Le Conseil médical du Canada

S’adapter à la pandémie du coronavirus

S’adapter à la pandémie du coronavirus

L’année 2020 a été difficile pour beaucoup de gens dans le monde. La propagation rapide du coronavirus a entraîné la perte de vies et de moyens de subsistance, la fermeture de frontières et d’organisations et un changement de mode de vie radical. Alors que les autorités de la santé publique imposent des restrictions strictes pour freiner la propagation, les organisations n’ont eu d’autre choix que d’évoluer avec elles afin de continuer à offrir les biens et services sur lesquels compte la population.

En tant que service essentiel, le Conseil médical du Canada (CMC) a adapté bon nombre de ses activités afin d’assurer l’évaluation continue des étudiants et des diplômés en médecine au Canada et à l’étranger. En période de crise de santé publique, le besoin de médecins compétents est encore plus grand, et les Canadiens s’attendent à ce que les normes de soins rigoureuses continuent d’être respectées.

L’apparition soudaine de la pandémie au Canada a mené à la décision difficile de reporter deux examens au printemps, soit l’examen d’aptitude du Conseil médical du Canada (EACMC), partie I, et l’EACMC, partie II. Il était toutefois clair que l’évaluation des étudiants et des diplômés en médecine devrait reprendre le plus tôt possible afin d’assurer la continuation de l’octroi des permis d’exercice aux médecins formés et, par conséquent, l’entrée de nouveaux médecins en exercice.

Le report de nos examens en raison de la COVID-19 au printemps nous a donné l’occasion d’innover, et c’est ce que nous nous sommes efforcés de faire. Il y avait peu de disponibilité dans les centres d’examen au cours de la phase initiale de la pandémie en raison des restrictions en matière de santé publique. Nous avons ainsi travaillé avec notre partenaire dans l’administration d’examens, Prometric, pour lancer une option de surveillance à distance pour l’EACMC, partie I, afin de permettre aux candidats de se déplacer le long du cheminement au permis d’exercer tout en restant à la maison. Malheureusement, au cours du premier mois de ce nouveau modèle de prestation, les candidats ont éprouvé plusieurs difficultés techniques, en grande partie liées à des problèmes de connectivité Internet. Bien que certains problèmes de connectivité aient persisté tout au long de la session d’examen, nous avons travaillé avec Prometric pour résoudre la majorité des problèmes techniques rencontrés.

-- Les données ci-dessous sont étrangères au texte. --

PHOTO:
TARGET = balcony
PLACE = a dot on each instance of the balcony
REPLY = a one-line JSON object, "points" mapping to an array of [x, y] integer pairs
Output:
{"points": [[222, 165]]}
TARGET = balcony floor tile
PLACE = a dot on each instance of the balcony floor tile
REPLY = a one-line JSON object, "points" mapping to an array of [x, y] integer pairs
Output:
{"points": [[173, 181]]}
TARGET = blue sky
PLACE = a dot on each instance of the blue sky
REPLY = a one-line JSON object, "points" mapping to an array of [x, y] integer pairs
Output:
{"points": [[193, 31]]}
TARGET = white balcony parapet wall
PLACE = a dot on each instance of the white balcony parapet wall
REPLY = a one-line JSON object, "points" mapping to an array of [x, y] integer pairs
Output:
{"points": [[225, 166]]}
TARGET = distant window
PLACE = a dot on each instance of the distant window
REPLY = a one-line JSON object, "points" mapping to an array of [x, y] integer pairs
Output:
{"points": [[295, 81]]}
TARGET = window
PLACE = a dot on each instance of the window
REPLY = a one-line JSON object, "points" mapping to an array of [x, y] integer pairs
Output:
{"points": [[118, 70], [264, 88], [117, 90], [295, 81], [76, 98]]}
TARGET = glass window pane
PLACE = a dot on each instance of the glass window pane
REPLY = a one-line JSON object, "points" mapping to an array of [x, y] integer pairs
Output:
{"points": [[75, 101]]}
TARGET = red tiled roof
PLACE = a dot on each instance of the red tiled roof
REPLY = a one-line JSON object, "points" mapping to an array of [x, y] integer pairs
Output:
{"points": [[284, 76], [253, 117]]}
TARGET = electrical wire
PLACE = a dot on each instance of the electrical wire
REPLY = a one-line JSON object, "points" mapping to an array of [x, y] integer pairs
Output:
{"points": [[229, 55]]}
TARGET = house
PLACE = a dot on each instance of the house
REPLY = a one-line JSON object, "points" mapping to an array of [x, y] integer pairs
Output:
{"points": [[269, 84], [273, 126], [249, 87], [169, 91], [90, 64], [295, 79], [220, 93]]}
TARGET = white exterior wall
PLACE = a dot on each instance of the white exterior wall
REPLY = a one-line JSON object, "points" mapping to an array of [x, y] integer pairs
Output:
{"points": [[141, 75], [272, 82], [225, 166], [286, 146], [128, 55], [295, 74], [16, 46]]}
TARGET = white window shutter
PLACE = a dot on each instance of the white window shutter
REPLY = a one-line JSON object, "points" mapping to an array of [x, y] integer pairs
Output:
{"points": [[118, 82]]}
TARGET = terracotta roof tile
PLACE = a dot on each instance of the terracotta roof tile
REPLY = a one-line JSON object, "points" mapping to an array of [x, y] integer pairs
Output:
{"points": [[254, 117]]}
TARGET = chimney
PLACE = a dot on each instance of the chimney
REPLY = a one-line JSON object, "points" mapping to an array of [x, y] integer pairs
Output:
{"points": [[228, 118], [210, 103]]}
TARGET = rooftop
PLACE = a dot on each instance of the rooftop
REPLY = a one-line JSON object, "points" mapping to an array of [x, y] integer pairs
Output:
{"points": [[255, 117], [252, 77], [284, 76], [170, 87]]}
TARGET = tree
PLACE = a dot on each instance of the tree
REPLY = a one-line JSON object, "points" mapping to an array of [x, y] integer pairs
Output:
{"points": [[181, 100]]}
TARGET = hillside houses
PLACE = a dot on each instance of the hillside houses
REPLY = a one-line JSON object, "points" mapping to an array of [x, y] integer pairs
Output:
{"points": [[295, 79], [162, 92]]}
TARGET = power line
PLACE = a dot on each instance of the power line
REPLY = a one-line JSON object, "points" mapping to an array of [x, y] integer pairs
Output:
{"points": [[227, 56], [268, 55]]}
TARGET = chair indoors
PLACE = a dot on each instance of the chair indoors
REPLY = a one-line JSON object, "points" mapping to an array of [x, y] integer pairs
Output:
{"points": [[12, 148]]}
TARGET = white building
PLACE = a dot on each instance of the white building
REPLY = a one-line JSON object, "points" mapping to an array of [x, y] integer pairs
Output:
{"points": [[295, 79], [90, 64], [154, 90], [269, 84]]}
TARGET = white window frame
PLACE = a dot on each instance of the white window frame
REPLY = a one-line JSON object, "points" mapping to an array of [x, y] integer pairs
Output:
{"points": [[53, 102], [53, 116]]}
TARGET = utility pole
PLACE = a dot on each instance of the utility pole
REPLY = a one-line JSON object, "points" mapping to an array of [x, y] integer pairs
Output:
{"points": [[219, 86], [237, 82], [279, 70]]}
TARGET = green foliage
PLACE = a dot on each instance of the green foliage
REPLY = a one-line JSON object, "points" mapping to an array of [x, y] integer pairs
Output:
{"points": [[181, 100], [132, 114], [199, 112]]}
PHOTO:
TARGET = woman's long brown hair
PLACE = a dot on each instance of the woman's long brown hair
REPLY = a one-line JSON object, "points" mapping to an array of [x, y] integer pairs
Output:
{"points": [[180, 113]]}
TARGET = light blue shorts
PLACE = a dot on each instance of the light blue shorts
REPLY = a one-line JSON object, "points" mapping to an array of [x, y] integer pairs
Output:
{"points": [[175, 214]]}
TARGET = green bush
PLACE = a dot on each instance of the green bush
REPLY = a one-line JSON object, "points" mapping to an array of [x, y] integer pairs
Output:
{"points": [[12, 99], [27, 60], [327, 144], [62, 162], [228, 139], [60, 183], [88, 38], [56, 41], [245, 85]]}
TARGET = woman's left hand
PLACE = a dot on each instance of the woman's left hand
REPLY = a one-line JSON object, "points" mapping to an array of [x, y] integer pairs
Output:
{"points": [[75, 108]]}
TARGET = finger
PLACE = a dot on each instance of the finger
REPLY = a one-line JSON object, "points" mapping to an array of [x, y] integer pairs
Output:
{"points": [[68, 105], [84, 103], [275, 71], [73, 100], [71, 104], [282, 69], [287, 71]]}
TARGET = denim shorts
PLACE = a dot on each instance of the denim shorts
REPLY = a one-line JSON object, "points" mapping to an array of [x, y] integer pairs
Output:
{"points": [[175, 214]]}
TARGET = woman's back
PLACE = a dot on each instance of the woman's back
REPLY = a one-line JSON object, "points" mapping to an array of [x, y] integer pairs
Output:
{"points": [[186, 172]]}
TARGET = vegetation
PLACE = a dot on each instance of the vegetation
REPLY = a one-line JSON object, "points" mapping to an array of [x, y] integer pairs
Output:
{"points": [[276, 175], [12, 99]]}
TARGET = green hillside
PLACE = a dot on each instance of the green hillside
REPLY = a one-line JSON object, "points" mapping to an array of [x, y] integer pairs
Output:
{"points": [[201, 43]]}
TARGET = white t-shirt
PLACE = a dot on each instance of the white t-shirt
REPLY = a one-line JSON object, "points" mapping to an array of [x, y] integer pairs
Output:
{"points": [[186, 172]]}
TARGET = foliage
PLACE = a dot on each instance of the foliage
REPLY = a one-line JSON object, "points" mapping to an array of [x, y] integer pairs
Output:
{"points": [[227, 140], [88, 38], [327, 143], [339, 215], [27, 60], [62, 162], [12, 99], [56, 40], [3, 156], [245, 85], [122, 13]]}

À ce jour, plus de 3 000 candidats ont complété l’examen et seulement trois pour cent d’entre eux ont dû reporter leurs examens.

Au moment où la courbe de transmission de la pandémie a commencé à s’aplatir et que les recommandations en matière de santé publique pour l’utilisation des espaces publics intérieurs sont devenues plus robustes, Prometric a été en mesure d’offrir des places dans de plus en plus de centres d’examen, offrant aux candidats de l’EACMC, partie I, le choix de passer l’examen en personne.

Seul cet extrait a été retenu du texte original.